But anyway. Pen and ink. My favourite tools for ink sketches, as ever, are still old fashioned dip pens and bottled ink. Unfortunately, they’re just not that convenient, and I’ve since found an almost perfect workaround: the Platinum 3776 Century fountain pen, with a Soft Fine nib (14k gold!) to emulate the pressure variation of a dip pen. The cheap steel nibs of dip pens are still nicer to use, with far better ink flow, but as a portable option the Platinum is pretty good. It’s inked up with Diamine/ Cult Pens’s Deep Dark Brown. Otherwise, I use a variety of cheaper sketching steel nibs on cheap nib holders, with Diamine Sepia ink. Zebra ballpoints are cool, too- surprisingly good for studies.

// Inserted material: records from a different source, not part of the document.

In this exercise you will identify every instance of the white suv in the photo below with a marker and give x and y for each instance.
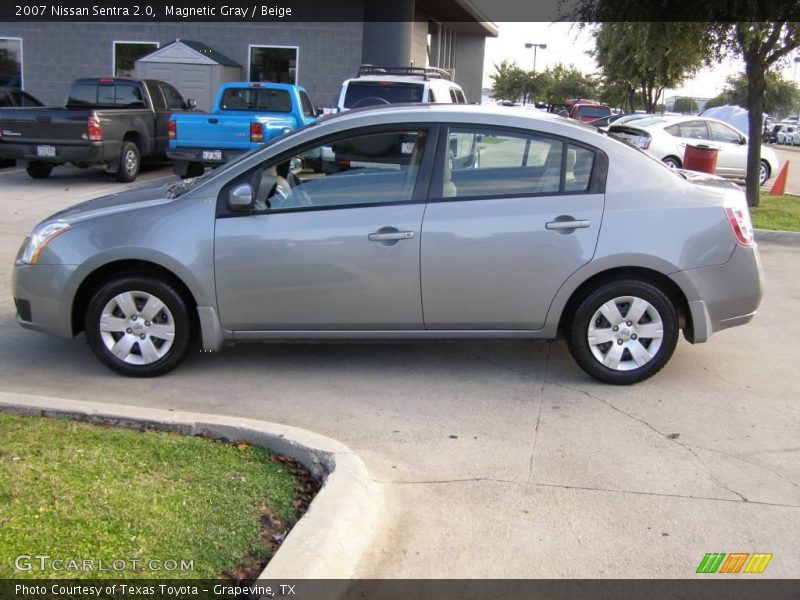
(394, 85)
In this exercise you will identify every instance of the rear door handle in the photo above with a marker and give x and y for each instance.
(391, 236)
(571, 224)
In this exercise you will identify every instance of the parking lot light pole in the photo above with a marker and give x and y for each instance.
(535, 47)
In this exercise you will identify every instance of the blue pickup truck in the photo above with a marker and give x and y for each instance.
(245, 115)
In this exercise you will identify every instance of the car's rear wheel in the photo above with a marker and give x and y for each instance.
(624, 331)
(139, 326)
(39, 170)
(672, 162)
(763, 173)
(129, 162)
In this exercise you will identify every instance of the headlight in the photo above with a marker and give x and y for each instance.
(40, 237)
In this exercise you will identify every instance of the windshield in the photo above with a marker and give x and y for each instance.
(179, 188)
(391, 91)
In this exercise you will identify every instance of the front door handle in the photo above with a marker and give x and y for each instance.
(390, 236)
(567, 224)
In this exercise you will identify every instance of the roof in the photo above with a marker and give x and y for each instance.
(207, 52)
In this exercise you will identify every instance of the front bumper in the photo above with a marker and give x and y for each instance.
(43, 297)
(722, 296)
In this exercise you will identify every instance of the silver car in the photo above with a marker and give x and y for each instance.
(440, 222)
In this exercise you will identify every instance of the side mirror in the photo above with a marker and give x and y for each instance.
(241, 197)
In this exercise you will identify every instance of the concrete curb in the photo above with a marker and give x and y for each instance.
(787, 238)
(327, 542)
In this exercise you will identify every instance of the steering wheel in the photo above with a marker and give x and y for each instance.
(370, 101)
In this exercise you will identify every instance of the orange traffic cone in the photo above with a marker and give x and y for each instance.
(779, 187)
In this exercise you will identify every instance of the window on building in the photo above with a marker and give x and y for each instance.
(127, 53)
(276, 65)
(10, 62)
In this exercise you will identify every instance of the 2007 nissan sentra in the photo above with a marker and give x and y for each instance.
(438, 222)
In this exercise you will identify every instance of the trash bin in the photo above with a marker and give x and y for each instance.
(699, 157)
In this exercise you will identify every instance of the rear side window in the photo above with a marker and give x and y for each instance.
(504, 164)
(695, 130)
(173, 98)
(370, 93)
(256, 99)
(308, 107)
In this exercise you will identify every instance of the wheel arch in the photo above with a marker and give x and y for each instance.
(649, 275)
(117, 268)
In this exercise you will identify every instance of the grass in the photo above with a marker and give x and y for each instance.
(78, 491)
(781, 213)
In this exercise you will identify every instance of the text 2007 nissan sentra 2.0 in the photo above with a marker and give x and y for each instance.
(441, 222)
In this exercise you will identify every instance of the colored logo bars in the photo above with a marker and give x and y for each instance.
(735, 562)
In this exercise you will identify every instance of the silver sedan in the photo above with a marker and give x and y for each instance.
(428, 222)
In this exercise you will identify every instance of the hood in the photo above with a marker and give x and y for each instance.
(149, 195)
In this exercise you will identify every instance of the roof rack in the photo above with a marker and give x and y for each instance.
(424, 72)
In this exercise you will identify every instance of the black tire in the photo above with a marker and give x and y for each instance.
(582, 351)
(39, 170)
(176, 314)
(130, 163)
(765, 166)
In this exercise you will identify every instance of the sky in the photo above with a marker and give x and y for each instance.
(568, 44)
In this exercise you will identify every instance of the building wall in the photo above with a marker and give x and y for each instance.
(469, 64)
(56, 53)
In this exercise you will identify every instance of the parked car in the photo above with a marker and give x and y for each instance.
(412, 245)
(666, 137)
(604, 122)
(586, 110)
(245, 115)
(375, 85)
(114, 122)
(786, 134)
(10, 97)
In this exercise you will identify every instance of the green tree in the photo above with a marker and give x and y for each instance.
(651, 57)
(566, 82)
(780, 96)
(685, 105)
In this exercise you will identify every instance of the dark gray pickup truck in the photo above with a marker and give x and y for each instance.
(106, 121)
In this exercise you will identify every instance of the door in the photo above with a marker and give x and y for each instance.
(500, 236)
(336, 251)
(732, 157)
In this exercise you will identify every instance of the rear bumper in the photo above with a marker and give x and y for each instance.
(93, 152)
(43, 297)
(722, 296)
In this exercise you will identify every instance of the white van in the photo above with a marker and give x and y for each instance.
(376, 85)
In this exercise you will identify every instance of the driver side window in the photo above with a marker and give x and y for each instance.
(371, 169)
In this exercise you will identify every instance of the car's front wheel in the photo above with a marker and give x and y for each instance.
(138, 326)
(624, 331)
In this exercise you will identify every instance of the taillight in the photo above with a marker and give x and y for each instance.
(739, 219)
(95, 133)
(256, 132)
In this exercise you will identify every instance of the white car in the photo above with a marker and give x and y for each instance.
(666, 138)
(376, 85)
(786, 135)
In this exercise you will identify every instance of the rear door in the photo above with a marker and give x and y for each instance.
(732, 157)
(501, 235)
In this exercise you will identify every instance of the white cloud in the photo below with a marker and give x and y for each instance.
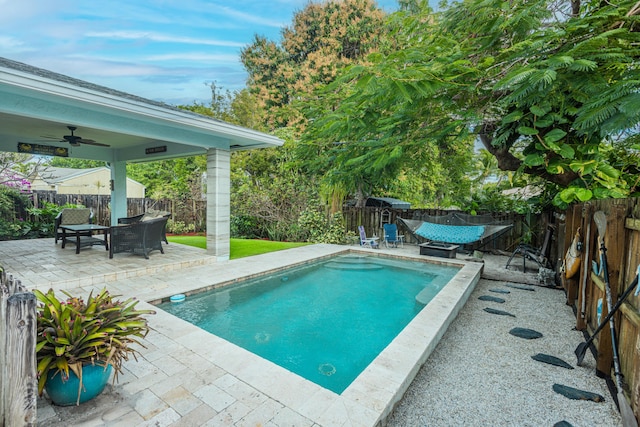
(158, 37)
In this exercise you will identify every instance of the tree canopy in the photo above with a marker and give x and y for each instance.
(550, 88)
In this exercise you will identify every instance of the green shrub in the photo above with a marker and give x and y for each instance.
(179, 227)
(245, 227)
(318, 228)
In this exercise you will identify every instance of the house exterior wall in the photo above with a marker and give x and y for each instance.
(96, 182)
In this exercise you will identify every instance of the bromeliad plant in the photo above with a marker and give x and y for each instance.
(73, 333)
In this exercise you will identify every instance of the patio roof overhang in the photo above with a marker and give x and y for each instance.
(37, 105)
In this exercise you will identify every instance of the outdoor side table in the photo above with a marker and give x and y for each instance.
(81, 235)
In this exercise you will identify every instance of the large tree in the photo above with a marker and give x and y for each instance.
(550, 88)
(323, 38)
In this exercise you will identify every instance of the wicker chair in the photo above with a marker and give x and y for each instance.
(72, 216)
(150, 214)
(139, 237)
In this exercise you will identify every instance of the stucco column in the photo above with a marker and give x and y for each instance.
(118, 191)
(218, 203)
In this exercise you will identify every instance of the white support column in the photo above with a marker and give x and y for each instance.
(118, 191)
(218, 203)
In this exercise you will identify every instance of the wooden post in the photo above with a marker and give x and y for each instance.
(588, 230)
(614, 242)
(572, 283)
(21, 378)
(18, 329)
(4, 296)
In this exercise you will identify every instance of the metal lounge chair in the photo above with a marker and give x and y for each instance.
(391, 236)
(537, 255)
(367, 242)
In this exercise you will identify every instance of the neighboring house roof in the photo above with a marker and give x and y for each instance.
(65, 180)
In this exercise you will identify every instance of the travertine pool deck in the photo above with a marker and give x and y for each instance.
(187, 376)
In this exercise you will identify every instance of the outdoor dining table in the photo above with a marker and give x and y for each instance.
(81, 235)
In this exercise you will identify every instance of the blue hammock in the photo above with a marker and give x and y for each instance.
(450, 233)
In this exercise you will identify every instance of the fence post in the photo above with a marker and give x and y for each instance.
(18, 329)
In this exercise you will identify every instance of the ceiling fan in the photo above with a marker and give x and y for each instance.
(76, 140)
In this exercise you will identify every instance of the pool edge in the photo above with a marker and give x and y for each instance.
(391, 373)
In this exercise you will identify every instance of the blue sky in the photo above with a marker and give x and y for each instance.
(164, 50)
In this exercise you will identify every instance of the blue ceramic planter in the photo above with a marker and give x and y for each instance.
(65, 393)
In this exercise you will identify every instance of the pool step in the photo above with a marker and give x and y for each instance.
(353, 266)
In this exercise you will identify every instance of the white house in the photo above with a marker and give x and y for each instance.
(95, 181)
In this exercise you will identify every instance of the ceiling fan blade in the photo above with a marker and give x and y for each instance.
(92, 142)
(53, 137)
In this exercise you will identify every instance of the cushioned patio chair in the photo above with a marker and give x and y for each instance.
(367, 242)
(139, 237)
(391, 236)
(72, 216)
(148, 215)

For paper, I’ve been experimenting a lot, trying to find a happy medium. The Stillman and Birn Gamma series is excellent for ballpoint pens and very good for wetter dip pens, their Zeta/ Epsilon series is gorgeous for fountain pens and dip pens that tend a little to the dry side, and also excellent for the line and wash technique used by artists such as Marc Taro Holmes. The Leuchtturm master notebook (plain pages) are a good all rounder; great for ink sketches but balks at the slightest touch of a water brush. My mid year resolution is to buy no more sketchbooks in my hunt for ‘the one to rule them all’; but rather to use up everything that I already have. Otherwise, it’ll just be a waste of money and paper.